When I tested the zookeeper model with 10gib state size, I get a plan with 2 least_regret Clusters, and the last Cluster using m5d.large's. This isn't expected IMO since the model should be rejecting instances with <10GiB RAM (m5d.large has 8GiB). Is my understanding correct?

If this were a certain desire it would be unexpected (so if you move the minimum data size up to 10 GiB and the maximum down from 100). The range represents the inherent uncertainty in the user input, they might end up with 1 GiB data or 30 GiB data. We regret it when we pay for RAM we don't use (or don't pay for RAM we need), so the least regret model finds that over many simulations r5d.large is least regretful and m5d.large is second least regretful (presumably due to the cases where we ended up with lots of traffic or less data). The choices are forced to different instance families in case there is insufficient capacity in the first one, so we'd never see r5d.large followed by r5d.xlarge because the point of the choices is to give us choices in case we can't buy the computer we want.
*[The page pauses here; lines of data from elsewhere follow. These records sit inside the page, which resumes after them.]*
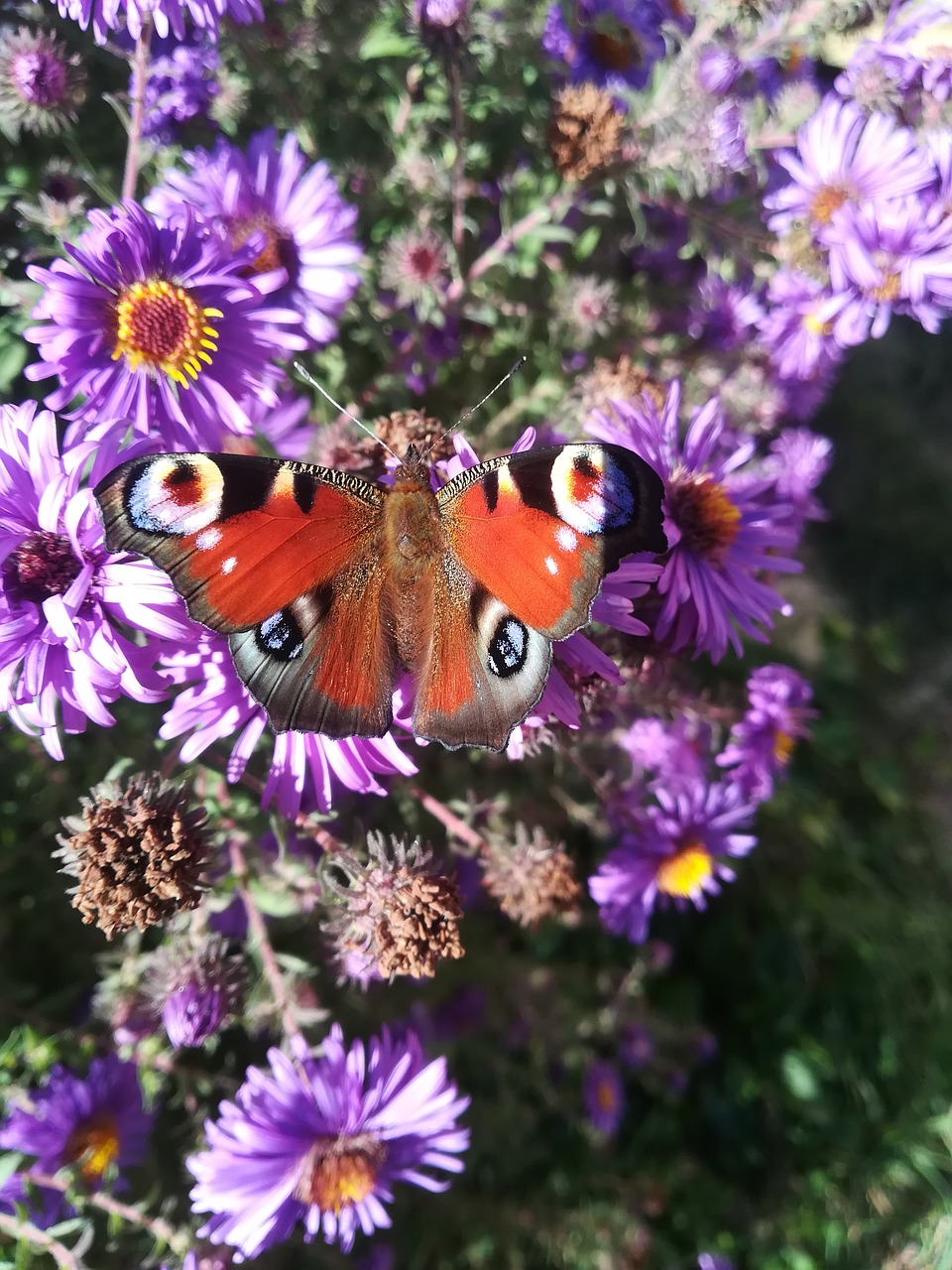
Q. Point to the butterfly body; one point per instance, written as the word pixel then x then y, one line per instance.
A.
pixel 329 587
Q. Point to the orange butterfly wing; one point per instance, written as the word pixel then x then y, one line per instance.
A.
pixel 285 559
pixel 531 539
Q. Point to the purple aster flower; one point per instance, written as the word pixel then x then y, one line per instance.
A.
pixel 797 462
pixel 761 744
pixel 66 604
pixel 41 84
pixel 604 1096
pixel 96 1121
pixel 159 325
pixel 674 853
pixel 271 190
pixel 846 158
pixel 892 258
pixel 797 326
pixel 322 1142
pixel 166 16
pixel 616 45
pixel 722 524
pixel 180 86
pixel 304 767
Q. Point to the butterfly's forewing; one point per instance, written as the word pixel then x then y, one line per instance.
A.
pixel 531 536
pixel 281 557
pixel 539 530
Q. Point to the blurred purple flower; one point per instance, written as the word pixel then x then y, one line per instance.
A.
pixel 180 86
pixel 674 853
pixel 615 46
pixel 843 159
pixel 64 601
pixel 304 767
pixel 271 190
pixel 322 1141
pixel 762 743
pixel 893 258
pixel 96 1121
pixel 797 326
pixel 158 324
pixel 604 1096
pixel 722 524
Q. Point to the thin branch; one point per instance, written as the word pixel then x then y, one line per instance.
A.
pixel 272 970
pixel 39 1238
pixel 140 73
pixel 449 820
pixel 157 1225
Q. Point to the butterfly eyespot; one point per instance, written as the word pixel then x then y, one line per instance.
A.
pixel 590 490
pixel 281 636
pixel 175 495
pixel 508 648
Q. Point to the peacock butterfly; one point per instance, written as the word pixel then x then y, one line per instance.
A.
pixel 329 585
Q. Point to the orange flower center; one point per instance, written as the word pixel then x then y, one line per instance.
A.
pixel 825 202
pixel 685 873
pixel 615 48
pixel 782 747
pixel 93 1146
pixel 336 1174
pixel 160 325
pixel 706 516
pixel 270 257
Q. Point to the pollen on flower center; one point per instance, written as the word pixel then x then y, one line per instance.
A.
pixel 685 873
pixel 271 257
pixel 94 1146
pixel 706 516
pixel 826 200
pixel 45 564
pixel 160 325
pixel 339 1174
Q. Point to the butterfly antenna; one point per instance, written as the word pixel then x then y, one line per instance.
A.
pixel 472 409
pixel 308 379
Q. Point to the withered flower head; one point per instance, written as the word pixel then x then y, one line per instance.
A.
pixel 619 381
pixel 584 132
pixel 530 878
pixel 197 988
pixel 137 853
pixel 395 910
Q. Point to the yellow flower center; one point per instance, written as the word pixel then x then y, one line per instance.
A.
pixel 685 873
pixel 339 1174
pixel 613 46
pixel 706 516
pixel 159 325
pixel 825 202
pixel 782 747
pixel 270 257
pixel 93 1146
pixel 815 325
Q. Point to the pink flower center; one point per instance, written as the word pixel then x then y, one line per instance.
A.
pixel 40 77
pixel 339 1173
pixel 162 326
pixel 706 516
pixel 45 564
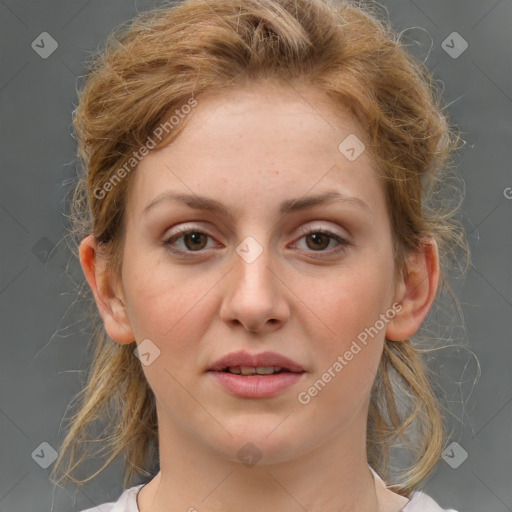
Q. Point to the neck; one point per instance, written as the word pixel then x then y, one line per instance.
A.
pixel 333 476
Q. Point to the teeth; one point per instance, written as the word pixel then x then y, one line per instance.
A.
pixel 260 370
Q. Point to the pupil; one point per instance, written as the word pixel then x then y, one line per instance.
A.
pixel 315 236
pixel 194 237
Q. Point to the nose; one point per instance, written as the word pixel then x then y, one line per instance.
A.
pixel 254 292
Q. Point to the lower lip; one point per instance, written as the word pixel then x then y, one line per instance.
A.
pixel 263 386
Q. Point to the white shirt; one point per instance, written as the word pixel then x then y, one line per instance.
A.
pixel 127 502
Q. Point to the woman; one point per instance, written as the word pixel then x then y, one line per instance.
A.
pixel 256 220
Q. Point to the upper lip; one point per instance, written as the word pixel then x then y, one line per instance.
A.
pixel 243 358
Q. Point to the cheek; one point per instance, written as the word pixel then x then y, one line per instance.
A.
pixel 167 306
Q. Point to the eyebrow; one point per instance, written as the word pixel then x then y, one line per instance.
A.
pixel 288 206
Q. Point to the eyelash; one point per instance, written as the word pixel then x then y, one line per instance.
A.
pixel 304 232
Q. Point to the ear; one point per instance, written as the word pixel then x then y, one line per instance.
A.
pixel 416 291
pixel 112 308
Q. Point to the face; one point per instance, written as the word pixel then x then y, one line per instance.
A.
pixel 314 280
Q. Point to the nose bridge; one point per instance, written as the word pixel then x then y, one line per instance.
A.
pixel 253 294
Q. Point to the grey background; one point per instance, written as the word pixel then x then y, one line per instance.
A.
pixel 42 342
Least regret is like a weather forecast operating on very uncertain inputs that wildly affect the outcome, and it's trying to minimize a regret function (a function of paying too much or too little and not having enough disk). In this case I think it's reasonable to add to the regret function if we don't have enough memory for the disk requirement.

jolynch commented 3 years ago

@szimmer1 I fixed up the json and incorporated memory regret. Looking at that second plan it's ok with m5.large because in that particular reality there was only 7.5 GiB of state:

ipdb> plan.least_regret[1].requirements.zonal[0].cpu_cores.mid
2.0
ipdb> plan.least_regret[1].requirements.zonal[0].mem_gib.mid       
7.465308159055264
ipdb> plan.least_regret[1].requirements.zonal[0].disk_gib.mid
29.861232636221057

If we crank up the memory regret we'll effectively ignore all the possible realities where the lower end of the input happens (e.g. the 1-10GiB part of the range). If you want to not consider those realities I'd just raise the lower bound.